Question

What are the valid runtime bounds for the method mystery with respect to argument n? Select all that apply.

public static int mystery(int n) {
    for (int i = 1; i < n; i = i + i) {
        for (int j = 0; j < i; j++) {
            for (int k = 0; k < n; k++) {
                f0(n);
            }
        }
    }
    return -1;
}
public static void f0(int n) {
    int[] arr = new int[200];
    for (int i = 0; i < 200; i++) {
        arr[i] = i;
    }
}

Answer 1

Solution:

Explanation:

mystery function:

=>We can see in the function mystery(int n) there are three loops.

=>Outer for loop is independent loop and will run logn times from i = 1 to i < n doubling the value of i each time.

=>Middle for loop is dependent for loop which is depending upon outer for loop and will run from j = 0 to j < i incrementing the value of j by 1 each time.

=>Inner for loop is independent for loop and will run n times from k = 0 to k = n-1 incrementing the value of k by 1 each time.

=>After all loops f0(n) functions is called.

fo(n) function:

=>In f0 function there is only one for loop which is running 200 times from i = 0 to i = 199 incrementing the value of i by 1 each time.

=>Hence total number of times loop will be executed in f0 functions = 200 times.

=>Time complexity of f0 function = O(1)

Calculating overall time complexity:

=>Two for loops in mystery() function will be executed like: if i = 1 then middle loop will run only once, if i = 2 then middle loop will run twice, if i = 4 then middle loop will run 4 time and if i = 2^k where k is some constant then middle loop will run 2^k times.
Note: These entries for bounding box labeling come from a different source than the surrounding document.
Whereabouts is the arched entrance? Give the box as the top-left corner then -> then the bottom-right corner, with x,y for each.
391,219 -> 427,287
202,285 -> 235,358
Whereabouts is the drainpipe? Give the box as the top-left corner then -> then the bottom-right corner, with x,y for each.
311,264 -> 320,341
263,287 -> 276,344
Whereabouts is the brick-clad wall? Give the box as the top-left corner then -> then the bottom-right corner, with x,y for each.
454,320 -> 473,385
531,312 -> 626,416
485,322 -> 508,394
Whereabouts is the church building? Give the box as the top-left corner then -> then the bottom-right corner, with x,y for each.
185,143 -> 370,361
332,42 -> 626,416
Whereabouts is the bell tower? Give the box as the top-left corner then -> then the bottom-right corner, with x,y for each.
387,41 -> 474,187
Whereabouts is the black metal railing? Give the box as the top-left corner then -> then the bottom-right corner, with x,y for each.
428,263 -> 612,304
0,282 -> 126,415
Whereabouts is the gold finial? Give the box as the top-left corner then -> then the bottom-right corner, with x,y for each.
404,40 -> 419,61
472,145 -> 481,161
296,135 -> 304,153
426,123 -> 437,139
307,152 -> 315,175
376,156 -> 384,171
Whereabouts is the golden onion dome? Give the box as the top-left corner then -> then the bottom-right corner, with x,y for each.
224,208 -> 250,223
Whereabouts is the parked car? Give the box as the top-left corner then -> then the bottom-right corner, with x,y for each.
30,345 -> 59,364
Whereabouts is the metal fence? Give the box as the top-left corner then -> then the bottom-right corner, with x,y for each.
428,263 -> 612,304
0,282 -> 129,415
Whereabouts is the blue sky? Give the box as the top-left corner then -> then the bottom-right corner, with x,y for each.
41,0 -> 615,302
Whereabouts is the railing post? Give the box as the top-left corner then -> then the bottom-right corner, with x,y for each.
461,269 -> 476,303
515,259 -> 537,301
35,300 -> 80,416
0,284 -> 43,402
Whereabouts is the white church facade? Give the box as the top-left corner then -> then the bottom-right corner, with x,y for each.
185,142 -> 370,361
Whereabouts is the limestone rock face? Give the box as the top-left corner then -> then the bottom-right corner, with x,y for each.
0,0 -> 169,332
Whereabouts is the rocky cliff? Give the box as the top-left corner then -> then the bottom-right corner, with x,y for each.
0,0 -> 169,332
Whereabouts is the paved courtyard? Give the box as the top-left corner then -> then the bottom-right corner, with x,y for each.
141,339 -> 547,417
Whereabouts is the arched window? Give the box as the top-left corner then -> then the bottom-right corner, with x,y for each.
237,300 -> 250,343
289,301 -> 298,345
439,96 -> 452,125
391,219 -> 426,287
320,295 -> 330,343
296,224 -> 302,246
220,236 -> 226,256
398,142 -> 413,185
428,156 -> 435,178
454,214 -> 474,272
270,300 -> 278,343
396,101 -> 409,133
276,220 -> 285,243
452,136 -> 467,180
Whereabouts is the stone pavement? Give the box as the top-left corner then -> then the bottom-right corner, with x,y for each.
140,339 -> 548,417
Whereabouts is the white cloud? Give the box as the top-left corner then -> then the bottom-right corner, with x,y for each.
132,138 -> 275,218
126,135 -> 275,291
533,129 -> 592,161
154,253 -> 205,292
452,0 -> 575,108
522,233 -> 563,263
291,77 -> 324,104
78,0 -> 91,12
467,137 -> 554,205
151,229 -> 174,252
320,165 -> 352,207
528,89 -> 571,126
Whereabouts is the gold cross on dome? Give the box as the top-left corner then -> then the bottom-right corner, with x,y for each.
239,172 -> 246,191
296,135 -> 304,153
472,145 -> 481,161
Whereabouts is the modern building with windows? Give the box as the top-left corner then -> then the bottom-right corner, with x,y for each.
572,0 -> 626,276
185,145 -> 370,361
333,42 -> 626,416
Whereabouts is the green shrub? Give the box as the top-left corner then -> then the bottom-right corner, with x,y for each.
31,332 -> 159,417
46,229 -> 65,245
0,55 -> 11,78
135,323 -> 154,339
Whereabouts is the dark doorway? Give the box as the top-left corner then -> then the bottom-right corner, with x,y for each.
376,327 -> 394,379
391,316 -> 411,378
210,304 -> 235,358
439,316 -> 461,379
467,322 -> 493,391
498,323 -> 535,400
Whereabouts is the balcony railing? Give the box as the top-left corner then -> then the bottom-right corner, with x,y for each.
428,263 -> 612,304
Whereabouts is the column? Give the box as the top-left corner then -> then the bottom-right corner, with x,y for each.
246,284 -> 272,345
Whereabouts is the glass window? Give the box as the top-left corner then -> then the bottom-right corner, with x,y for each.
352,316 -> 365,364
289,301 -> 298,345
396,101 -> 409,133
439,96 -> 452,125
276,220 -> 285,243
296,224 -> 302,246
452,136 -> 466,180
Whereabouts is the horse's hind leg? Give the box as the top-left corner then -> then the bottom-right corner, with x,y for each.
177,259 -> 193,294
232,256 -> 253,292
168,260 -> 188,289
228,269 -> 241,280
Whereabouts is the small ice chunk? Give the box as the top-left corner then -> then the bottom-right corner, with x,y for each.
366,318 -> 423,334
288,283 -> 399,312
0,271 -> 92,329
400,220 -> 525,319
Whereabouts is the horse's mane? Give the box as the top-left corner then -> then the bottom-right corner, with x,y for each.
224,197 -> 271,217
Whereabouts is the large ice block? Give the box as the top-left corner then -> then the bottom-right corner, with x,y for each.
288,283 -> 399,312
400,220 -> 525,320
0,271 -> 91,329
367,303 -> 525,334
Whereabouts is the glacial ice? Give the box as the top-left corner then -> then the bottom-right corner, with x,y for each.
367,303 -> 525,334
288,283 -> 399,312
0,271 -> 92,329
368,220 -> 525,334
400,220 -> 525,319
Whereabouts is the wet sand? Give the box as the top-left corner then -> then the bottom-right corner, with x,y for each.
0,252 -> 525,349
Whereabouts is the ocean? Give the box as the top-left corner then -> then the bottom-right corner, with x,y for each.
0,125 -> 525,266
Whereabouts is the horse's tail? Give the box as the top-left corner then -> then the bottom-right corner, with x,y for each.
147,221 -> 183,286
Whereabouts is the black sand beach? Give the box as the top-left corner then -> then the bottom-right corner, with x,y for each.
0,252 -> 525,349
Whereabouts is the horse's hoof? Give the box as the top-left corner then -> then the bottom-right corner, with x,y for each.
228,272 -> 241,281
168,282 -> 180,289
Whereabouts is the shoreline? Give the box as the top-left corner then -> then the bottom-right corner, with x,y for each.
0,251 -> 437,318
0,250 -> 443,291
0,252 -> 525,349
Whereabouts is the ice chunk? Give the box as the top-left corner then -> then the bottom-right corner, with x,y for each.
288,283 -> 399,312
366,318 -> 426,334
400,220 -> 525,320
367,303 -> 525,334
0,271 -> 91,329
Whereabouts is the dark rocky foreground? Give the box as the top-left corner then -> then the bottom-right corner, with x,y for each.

=>Total number of time outer and middle loops will be executed = 1+ 2 + 4 + 8 + ... + 2^k where 2^k < n

=>Total number of time outer and middle loops will be executed = 1*(2^(k+1) - 1)

=>Total number of time outer and middle loops will be executed = 2*2^k - 1...(1)

=Let say 2^k = n (nearly equal)

=>k = log₂(n)...(1)

From (1) and (2)

=>Total number of time outer and middle loops will be executed = 2*2^log₂(n) - 1

=>Total number of time outer and middle loops will be executed = 2n - 1

=>Inner loop will run n times whenever it is executed so total number of times all loops will be executed = (2n-1)*n

=>Total number of times including f0 = (2n-1)*n*200

=>Time complexity = O(n^2)

I have explained each and every part with the help of statements attached to it.